Розовела слюда от занимавшегося за высокими окнами утра погожего. В сенях уже совсем посветлело. Херувимы в блеске золотых крыльев, мученицы в венцах вокруг ликов святых со стен расписных глядели.
— Скорей, скорей! — торопила Орька.
Ухватившись за руки, припустились они вдоль сеней к тому концу, где небольшая резная дверь вела на лесенку в башню.
— А птицы-то где? — задыхаясь от скорого бега, вспомнила Федосьюшка.
— Все припасла я. Скорее! Я и дверь на лесенку с вечера отомкнула. Там и птицы.
Два больших лукошка, в рогожу закутанные, под лесенкой дожидались. Одно Орька сама подхватила, другое царевне в руки сунула.
— Тащи наверх!
Трепыхалось, билось, попискивало в лукошках запрятанное, когда поминальщицы по лесенке частоуступчатой наверх побежали.
— Окошки-то на зиму заколочены! — вдруг испугалась Федосьюшка.
— Не стой! — прикрикнула на нее Орька. — Еще вчера я там кое-где войлок отодрала…
Башенка вся в оконницах стекольчатых. Стекла цветные в свинец оправлены. За ними, кроме бледного неба да церковных крестов, ничего не видать. Холодно в башенке, да не очень. На юг окошки. Весенним солнцем ее раньше покоев жилых обогрело.
Дрожит и постукивает рама под нетерпеливыми и сильными Орькиными руками. Не поддаются сразу медные затворы, барашками отлитые. Позаржавели, видно, за зиму, да и дерево разбухло. Но вот изо всей силы дернула Орька, и во всю ширину распахнулась оконница. Волной хлынул через нее воздух хрустальный.
И царевна, и Орька обе уже у окна. Высоко оно над всем дворцом поднялось. Коли высунуться хорошенько — далеко во все стороны из него видать. На пестрых крышах чешуйчатых, где на ночь позадержалась вода, ледок, словно стекол осколышки, там и сям раскиданные. На коньках и петушках, на башенках, на резьбе затейной — повсюду хрусталики капели застывшей. Золотые купола церковные снежной пылью посыпаны.
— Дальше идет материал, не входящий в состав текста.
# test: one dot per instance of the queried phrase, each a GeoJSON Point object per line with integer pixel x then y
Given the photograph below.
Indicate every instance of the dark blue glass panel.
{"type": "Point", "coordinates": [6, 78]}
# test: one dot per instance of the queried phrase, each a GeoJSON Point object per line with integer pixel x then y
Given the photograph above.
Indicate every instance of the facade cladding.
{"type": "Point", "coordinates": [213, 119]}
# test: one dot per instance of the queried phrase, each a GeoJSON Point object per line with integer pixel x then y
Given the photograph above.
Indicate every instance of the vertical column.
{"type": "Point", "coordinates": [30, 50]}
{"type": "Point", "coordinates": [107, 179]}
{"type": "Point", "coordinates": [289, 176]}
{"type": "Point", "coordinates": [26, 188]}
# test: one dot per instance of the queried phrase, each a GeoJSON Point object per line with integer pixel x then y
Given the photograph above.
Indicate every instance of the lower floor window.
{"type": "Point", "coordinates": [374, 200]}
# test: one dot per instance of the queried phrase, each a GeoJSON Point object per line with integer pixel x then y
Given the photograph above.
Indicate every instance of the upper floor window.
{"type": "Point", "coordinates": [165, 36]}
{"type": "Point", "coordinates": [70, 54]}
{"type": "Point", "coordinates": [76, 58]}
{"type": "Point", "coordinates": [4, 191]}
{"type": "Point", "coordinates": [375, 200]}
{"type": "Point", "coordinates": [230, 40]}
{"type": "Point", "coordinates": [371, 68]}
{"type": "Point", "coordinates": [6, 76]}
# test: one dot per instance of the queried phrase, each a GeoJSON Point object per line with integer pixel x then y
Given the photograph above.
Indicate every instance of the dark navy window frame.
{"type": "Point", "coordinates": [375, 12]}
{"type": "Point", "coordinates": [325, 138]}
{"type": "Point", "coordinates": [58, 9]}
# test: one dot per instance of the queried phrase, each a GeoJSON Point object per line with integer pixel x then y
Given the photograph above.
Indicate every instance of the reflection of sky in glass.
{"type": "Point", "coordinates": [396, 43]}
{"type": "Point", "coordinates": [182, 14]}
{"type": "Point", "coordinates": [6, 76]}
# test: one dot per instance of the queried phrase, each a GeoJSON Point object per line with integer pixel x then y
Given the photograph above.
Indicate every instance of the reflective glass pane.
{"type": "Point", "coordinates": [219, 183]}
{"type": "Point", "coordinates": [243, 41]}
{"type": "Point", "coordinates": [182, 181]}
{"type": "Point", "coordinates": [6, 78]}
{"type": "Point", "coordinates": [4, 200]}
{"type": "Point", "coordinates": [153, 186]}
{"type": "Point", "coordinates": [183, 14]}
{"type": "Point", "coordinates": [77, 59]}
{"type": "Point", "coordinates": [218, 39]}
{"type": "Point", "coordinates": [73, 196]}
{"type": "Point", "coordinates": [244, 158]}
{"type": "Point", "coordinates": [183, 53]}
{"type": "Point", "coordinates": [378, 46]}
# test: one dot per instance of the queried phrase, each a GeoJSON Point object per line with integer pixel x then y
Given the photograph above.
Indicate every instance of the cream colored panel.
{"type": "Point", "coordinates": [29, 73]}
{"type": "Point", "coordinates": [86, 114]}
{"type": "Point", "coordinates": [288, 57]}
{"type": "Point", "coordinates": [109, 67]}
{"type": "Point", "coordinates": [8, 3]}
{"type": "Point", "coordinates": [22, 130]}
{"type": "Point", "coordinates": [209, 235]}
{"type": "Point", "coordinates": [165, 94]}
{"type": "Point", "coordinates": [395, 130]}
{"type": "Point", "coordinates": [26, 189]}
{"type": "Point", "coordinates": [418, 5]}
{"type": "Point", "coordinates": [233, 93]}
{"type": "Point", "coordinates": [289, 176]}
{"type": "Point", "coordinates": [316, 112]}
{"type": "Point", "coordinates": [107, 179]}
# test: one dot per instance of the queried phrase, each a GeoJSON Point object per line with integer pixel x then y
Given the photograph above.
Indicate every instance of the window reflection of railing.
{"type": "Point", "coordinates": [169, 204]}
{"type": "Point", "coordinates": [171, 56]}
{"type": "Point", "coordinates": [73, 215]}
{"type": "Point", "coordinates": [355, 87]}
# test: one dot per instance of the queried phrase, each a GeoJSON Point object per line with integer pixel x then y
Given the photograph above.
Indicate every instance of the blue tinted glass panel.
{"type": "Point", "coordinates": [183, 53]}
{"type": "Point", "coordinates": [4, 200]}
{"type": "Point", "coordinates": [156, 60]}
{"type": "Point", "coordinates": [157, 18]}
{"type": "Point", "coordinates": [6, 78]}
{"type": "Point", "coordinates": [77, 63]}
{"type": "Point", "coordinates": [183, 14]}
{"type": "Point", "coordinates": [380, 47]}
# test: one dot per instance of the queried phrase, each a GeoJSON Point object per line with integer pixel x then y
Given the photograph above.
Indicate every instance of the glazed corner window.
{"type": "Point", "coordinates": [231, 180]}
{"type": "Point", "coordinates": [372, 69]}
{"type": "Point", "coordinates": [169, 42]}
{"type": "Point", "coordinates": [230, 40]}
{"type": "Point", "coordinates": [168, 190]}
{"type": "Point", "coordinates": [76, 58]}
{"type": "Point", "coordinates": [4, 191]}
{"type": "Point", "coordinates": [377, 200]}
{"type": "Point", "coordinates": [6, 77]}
С башни и все, что за белой кремлевской стеною, как на ладони: Белый город, Китай-город, Москва-река, Замоскворечье. Черные бревенчатые дома среди черных, только что освобожденных от снега деревьев и за всем — даль, от близкого уже солнышка розовая. На Божий мир, давно ею не виданный, широко раскрыла глаза Федосьюшка. Грудь, к свежему воздуху непривычную, словно иголками, прокалывает.
— А про птиц-то забыла? Слышишь, голуби загуркали. Воробьи поднялись. Наши в лукошках, поди, позамучились. Под рогожку руку сунь! Хватай, на кого попадешь. Вот как я, погляди… Разом — ты из своей руки, я из своей, мы первых птичек и выпустим.
У Орьки уже давно птичка в руках зажата, а Федосьюшка все еще под рогожей пальцами водит. Лукошко от писка звенит. Шуркают кругом ее пальцев крылышки испуганные. Чей-то острый клювик царевне в руку толкнулся.